GridGain Developers Hub

Persistent Storage

Overview

GridGain Persistence is designed to provide a quick and responsive persistent storage. When using the persistent storage, GridGain stores all the data on disk, and loads as much data as it can into RAM for processing.

When persistence is enabled, GridGain stores each partition in a separate file on disk. In addition to data partitions, GridGain stores indexes and metadata.

Profile Configuration

Each GridGain storage engine can have several storage profiles. Each profile has the following properties:

Property Default Description

engine

The name of the storage engine.

size

256 * 1024 * 1024

Sets the space allocated to the storage profile, in bytes.

replacementMode

CLOCK

Sets the page replacement algorithm.

pageSize

16384

The size of pages in the storage, in bytes.

memoryAllocator.type

unsafe

Memory allocator configuration. Uses sun.misc.Unsafe to improve performance. Currently, no other options are available.

Checkpointing

Checkpointing is the process of copying dirty pages from RAM to partition files on disk. A dirty page is a page that was updated in RAM but was not written to the respective partition file.

After a checkpoint is created, all changes are persisted to disk and will be available if the node crashes and is restarted.

Checkpointing is designed to ensure durability of data and recovery in case of a node failure.

This process helps to utilize disk space frugally by keeping pages in the most up-to-date state on disk.

Configuration

The table below describes checkpoint configuration:

Property Default Description

checkpoint.checkpointDelayMillis

200

Delay before staring a checkpoint after receiving the command.

checkpoint.checkpointThreads

4

Number of CPU threads dedicated to checkpointing.

checkpoint.compactionThreads

4

Number of CPU threads dedicated to data compaction.

checkpoint.frequency

180000

Checkpoint frequency in milliseconds.

checkpoint.frequencyDeviation

40

Allowed deviation in checkpoint frequency, in milliseconds.

checkpoint.logReadLockThresholdTimeout

0

Threshold for logging long read locks, in milliseconds.

checkpoint.readLockTimeout

10000

Timeout for checkpoint read lock acquisition, in milliseconds.

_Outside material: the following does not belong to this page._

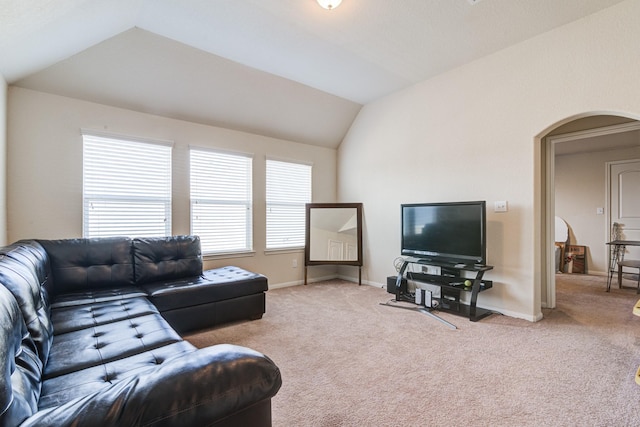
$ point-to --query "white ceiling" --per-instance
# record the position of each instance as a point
(282, 68)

checkpoint.useAsyncFileIoFactory

true

If GridGain uses asynchronous file I/O operations provider.

==

Configuration Example

The example below shows sample GridGain cluster configuration with persistence and checkpoints:

storages:
  engines:
    aipersist:
      checkpoint:
        checkpointDelayMillis: 100
  profiles:
    clock_aipersist:
      engine: aipersist
      replacementMode: CLOCK

You can then use the profile (in this case, clock_aipersist) in your distribution zone configuration.